As the upstream sector recovers from the 2014 oil price crash and resulting budget cuts, a number of Southeast Asian governments are adapting policies in the sector in the hope of capturing a share of new investment, according to GlobalData.
The most significant policy changes aimed at attracting new investment into the sector have been made by the Indonesian government.
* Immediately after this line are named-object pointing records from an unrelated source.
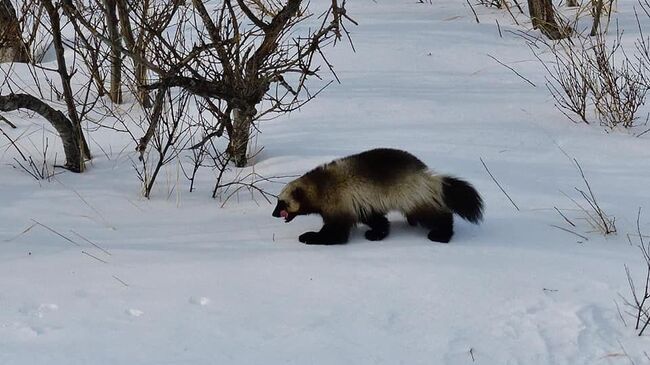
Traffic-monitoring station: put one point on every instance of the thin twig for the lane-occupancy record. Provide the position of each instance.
(499, 185)
(570, 231)
(93, 256)
(513, 70)
(55, 232)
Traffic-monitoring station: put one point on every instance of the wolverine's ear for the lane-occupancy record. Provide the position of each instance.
(298, 194)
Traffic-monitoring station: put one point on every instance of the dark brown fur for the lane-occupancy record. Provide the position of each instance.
(363, 188)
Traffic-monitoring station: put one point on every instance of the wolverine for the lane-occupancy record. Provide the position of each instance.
(363, 188)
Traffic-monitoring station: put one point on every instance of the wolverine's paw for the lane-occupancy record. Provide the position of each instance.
(375, 235)
(439, 236)
(309, 238)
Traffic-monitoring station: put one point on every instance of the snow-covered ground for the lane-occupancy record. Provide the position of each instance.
(179, 279)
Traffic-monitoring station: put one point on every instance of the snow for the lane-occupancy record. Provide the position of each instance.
(182, 278)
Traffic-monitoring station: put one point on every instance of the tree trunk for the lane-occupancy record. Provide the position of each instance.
(12, 47)
(67, 132)
(596, 11)
(543, 18)
(62, 69)
(136, 47)
(116, 55)
(241, 127)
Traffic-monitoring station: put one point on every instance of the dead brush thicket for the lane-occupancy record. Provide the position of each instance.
(592, 78)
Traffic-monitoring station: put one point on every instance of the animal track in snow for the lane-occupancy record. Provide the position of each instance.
(202, 301)
(134, 312)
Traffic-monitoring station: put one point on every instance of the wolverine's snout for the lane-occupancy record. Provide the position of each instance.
(281, 211)
(278, 208)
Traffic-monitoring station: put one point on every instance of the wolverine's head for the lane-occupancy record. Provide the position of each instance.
(293, 201)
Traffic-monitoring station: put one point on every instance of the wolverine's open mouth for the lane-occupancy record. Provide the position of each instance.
(280, 211)
(287, 216)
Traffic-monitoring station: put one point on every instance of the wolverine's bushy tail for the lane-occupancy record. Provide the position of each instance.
(461, 197)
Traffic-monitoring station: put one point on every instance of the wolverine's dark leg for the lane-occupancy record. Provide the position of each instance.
(440, 224)
(412, 220)
(379, 227)
(334, 232)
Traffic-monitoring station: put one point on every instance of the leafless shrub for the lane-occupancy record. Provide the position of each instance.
(639, 304)
(36, 164)
(590, 209)
(594, 78)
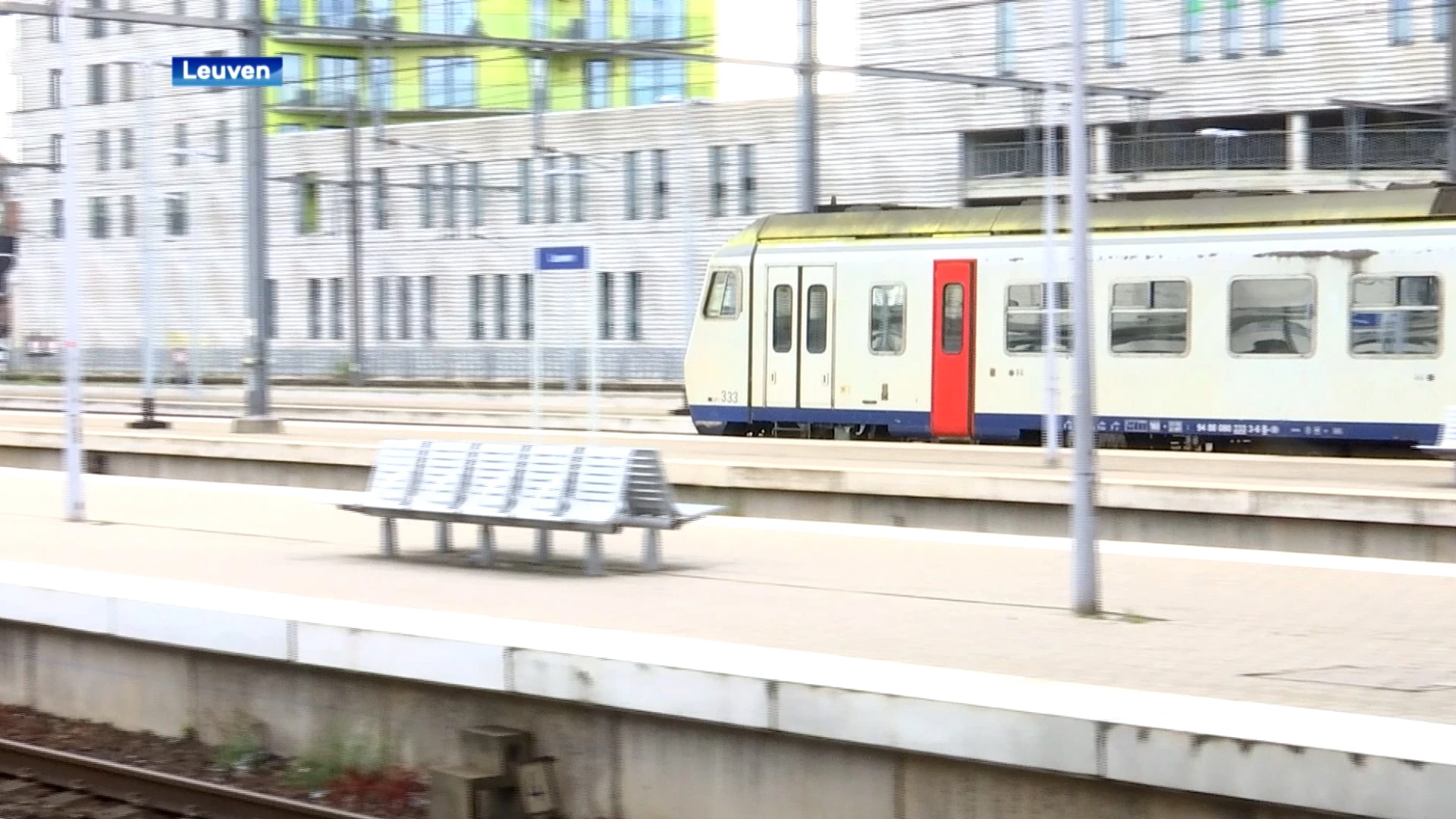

In 2017 it introduced a new fiscal regime, the gross-split PSA. Much of the government’s rationale behind the new regime centred on lessening the high regulatory burden caused by the need for expenditure approvals and audits under the cost recovery PSA.
Thailand has also revised its fiscal and regulatory regime as it looks to attract investment. However, current focus is on the planned tender of the concessions containing the country’s largest gas fields, Bongkot and Erawan, where existing licenses expire in 2022 and 2023.
Recent policy changes to stimulate the sector in the region have not been limited to those countries with high levels of E&P activity. In August 2017 Cambodia signed a revised contract with KrisEnergy for Block A to allow the development of the Aspara field, set to be the country’s first development.
Meanwhile, the Philippines already offers attractive terms, but now hope to stimulate exploration activity by allowing explorers to nominate areas for licensing through an expedited process.
Policy decisions over the next year will also be crucial to the development of Myanmar’s upstream sector. Although discoveries by Woodside over the past two years have boosted prospects, many other operators have notified the government of their decision to relinquish blocks licensed in the 2013 offshore round, or are reportedly planning to do so.